Reputation: 33303
I have a large textfile.. I want to read this file and perform some manipulation in it..
This manipulation occurs independently on each line. So basically, I am looking for some function which can do this parallel.
void readFile(string filename){
//do manipulation
}
That do manipulation can happen in parallel.
Agreed that this can be done easily using hadoop but that is an overkill solution. (Its large file but not that large that I need hadoop for this...)
How do I do this in C++?
Upvotes: 4
Views: 19469
Reputation:
I suggest you use something like fread
to read many lines into a buffer and then operate on the buffer in parallel.

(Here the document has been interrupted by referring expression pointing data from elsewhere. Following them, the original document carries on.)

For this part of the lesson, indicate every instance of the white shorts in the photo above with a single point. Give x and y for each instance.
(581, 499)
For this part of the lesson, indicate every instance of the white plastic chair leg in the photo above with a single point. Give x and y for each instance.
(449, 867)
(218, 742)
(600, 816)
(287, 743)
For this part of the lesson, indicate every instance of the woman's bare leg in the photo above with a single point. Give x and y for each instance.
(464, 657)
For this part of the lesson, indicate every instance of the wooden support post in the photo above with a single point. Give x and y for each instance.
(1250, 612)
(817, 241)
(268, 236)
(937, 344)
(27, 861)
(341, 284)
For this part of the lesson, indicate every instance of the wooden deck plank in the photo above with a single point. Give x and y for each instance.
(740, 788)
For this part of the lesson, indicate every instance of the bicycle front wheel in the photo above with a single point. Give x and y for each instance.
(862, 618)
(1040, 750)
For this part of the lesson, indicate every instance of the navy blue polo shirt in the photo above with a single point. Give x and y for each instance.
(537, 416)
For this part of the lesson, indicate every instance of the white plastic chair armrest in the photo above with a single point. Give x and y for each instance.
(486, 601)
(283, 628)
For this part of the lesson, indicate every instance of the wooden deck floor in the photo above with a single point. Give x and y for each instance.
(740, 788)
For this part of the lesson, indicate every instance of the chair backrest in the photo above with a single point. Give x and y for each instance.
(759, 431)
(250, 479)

http://www.cplusplus.com/reference/cstdio/fread/
I once read an image one pixel (int) at a time, did a conversion to the pixel and then wrote the value to a buffer. That took well over 1 minute for a large file. When i instead used fread
to read the whole file into a buffer first and then do the conversion on the buffer in memory it took less than one second for the whole operation. That's a huge improvement without using any parallelism.

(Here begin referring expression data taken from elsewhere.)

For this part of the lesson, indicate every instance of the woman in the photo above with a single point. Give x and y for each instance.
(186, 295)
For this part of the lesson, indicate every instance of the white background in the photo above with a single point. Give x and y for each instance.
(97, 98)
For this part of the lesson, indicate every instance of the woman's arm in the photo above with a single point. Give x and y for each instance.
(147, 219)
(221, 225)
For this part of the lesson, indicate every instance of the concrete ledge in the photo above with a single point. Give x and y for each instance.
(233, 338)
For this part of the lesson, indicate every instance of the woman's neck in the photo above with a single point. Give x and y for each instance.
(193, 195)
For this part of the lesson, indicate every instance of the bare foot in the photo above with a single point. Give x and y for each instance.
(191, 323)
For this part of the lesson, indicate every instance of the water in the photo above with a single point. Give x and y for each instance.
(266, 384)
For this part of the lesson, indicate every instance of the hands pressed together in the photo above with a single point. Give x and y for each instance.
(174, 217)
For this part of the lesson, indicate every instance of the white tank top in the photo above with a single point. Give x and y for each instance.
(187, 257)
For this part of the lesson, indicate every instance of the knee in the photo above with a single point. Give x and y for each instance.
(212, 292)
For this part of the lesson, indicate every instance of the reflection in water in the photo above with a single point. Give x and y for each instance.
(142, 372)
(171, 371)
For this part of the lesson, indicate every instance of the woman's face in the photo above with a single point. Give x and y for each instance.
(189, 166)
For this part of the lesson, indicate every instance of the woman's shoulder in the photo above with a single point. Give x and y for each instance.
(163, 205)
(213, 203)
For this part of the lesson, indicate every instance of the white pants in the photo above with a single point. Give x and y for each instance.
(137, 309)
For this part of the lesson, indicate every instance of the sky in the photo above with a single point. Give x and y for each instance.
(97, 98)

Since your file is so large you can read it in in chucks, operate on the chunk in parallel and then read in the next chuck. You could even read the next chuck (with one thread) while you're processing the previous chuck in parallel (with e.g. 7 threads) but you might find that's not even necessary. Personally, I would do the parallelism with OpenMP.
Edit: I forgot to mention that I gave an answer to use fread
to read in a file and process the lines in parallel with OpenMP
openmp - while loop for text file reading and using a pipeline
It would probably be simple to modify that code to do what you want to do.
Upvotes: 3
Reputation: 13196
If I were to be faced with this problem and have to solve it, I'd just use a single threaded approach, it's not worth it to put too much effort into it without speeding up the underlying medium.
Say you have this on a ramdisk, or a really fast raid, or something else, or the processing is somehow massively lopsided. Regardless of the scenario, line processing now takes the majority of the time.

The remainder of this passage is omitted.